UXといきなり書いてしまうと、何となく実感が薄れてしまうのであまり強調しませんでしたが、本来はワークフローで効率化できた分を、シナリオに合わせた設計や、より良いユーザー体験づくりにあてて欲しいものです。
今後考慮していきたいもの
今後、考慮していきたい非常に大切なもの二つを紹介したいと思います。
アクセシビリティ
一つは「アクセシビリティ」です。
2016年4月の障害者差別解消法の施行もあり、その重要性が問われています。誰もが快適にWebにアクセスできる、というのはとても大切な事ですから常にアクセシビリティに関しては改善されるべきでしょう。

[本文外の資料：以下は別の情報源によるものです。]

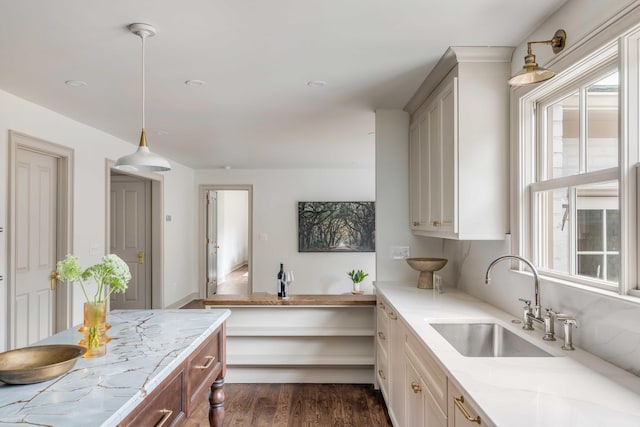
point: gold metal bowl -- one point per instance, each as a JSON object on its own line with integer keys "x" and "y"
{"x": 35, "y": 364}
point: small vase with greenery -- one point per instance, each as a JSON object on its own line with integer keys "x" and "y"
{"x": 111, "y": 275}
{"x": 357, "y": 277}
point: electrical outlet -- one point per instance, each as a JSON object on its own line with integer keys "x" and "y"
{"x": 399, "y": 252}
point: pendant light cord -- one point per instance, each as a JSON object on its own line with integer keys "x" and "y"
{"x": 143, "y": 36}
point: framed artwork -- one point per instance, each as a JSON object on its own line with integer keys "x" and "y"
{"x": 336, "y": 226}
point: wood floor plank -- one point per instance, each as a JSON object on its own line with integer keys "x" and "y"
{"x": 285, "y": 394}
{"x": 298, "y": 405}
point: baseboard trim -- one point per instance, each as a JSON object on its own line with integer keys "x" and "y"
{"x": 314, "y": 375}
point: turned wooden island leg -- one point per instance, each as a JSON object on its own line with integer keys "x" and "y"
{"x": 216, "y": 403}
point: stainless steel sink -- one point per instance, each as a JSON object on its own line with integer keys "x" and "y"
{"x": 486, "y": 340}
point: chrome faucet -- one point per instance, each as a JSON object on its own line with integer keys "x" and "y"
{"x": 529, "y": 315}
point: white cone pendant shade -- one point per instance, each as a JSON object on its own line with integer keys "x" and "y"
{"x": 143, "y": 160}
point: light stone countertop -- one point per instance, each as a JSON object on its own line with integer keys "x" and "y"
{"x": 146, "y": 346}
{"x": 573, "y": 389}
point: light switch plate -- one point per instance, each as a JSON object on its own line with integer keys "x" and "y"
{"x": 400, "y": 252}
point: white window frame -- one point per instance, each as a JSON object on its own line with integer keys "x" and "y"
{"x": 619, "y": 43}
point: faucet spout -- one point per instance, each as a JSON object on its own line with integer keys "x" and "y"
{"x": 536, "y": 278}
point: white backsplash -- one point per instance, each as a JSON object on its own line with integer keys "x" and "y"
{"x": 607, "y": 327}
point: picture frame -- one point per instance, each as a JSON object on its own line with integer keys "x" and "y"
{"x": 336, "y": 226}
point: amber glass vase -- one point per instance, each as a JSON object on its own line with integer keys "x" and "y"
{"x": 94, "y": 329}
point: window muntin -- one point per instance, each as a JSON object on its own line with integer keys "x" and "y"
{"x": 577, "y": 164}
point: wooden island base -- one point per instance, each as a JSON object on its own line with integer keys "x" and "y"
{"x": 216, "y": 403}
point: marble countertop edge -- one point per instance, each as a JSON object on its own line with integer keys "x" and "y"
{"x": 523, "y": 391}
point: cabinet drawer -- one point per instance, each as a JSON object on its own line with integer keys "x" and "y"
{"x": 165, "y": 405}
{"x": 463, "y": 411}
{"x": 382, "y": 370}
{"x": 434, "y": 377}
{"x": 202, "y": 367}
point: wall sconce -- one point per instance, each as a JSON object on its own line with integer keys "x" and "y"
{"x": 531, "y": 72}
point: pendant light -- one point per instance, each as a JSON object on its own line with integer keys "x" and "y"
{"x": 143, "y": 160}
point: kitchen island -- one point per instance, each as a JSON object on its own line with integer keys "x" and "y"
{"x": 321, "y": 338}
{"x": 159, "y": 365}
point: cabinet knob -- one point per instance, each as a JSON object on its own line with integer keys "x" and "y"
{"x": 459, "y": 403}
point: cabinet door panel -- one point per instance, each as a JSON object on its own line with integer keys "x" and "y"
{"x": 414, "y": 400}
{"x": 449, "y": 164}
{"x": 434, "y": 165}
{"x": 425, "y": 197}
{"x": 415, "y": 185}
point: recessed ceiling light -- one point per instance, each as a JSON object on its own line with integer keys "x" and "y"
{"x": 195, "y": 82}
{"x": 75, "y": 83}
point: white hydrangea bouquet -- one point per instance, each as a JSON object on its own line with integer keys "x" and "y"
{"x": 111, "y": 275}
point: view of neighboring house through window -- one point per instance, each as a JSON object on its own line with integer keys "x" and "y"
{"x": 576, "y": 194}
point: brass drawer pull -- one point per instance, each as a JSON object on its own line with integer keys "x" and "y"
{"x": 210, "y": 360}
{"x": 459, "y": 401}
{"x": 167, "y": 414}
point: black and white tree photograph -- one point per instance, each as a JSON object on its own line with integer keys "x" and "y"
{"x": 336, "y": 226}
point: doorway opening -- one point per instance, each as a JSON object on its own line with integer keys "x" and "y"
{"x": 225, "y": 244}
{"x": 40, "y": 233}
{"x": 134, "y": 232}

意外と見落とされがちな領域ですが、UXの改善などと同じ考えでしっかりと取り組むべき要素として意識しましょう。
ブラウザ対応
もう一つが「ブラウザ」です。
Webの閲覧、動作で大きく問題になっていたIEの旧バージョンのサポートが無くなり、技術的な制約が少なくなりました。
しかし、企業内のWebデザインガイドラインがあまり更新されず、IEに対しての扱いもどこか中途半端になっているサイトを多く見かけます。
古いIEを無視する事で新しい技術が使え、制作効率が上がりコストの軽減にもなるのに、そこに踏み切れていないのです。もちろんセキュリティ性も向上します。
スマホが主流になった事もあり、Webサイトを100%すべての環境で同じ状態で閲覧する事は、今や不可能に近いでしょう。またすべての検証を実機でできるはずもありません。
ですから今後のWebサイトは、無数にあるアクセス環境の中から、サポートできる範囲の取捨選択をきちんと行っていくべきなのでしょう。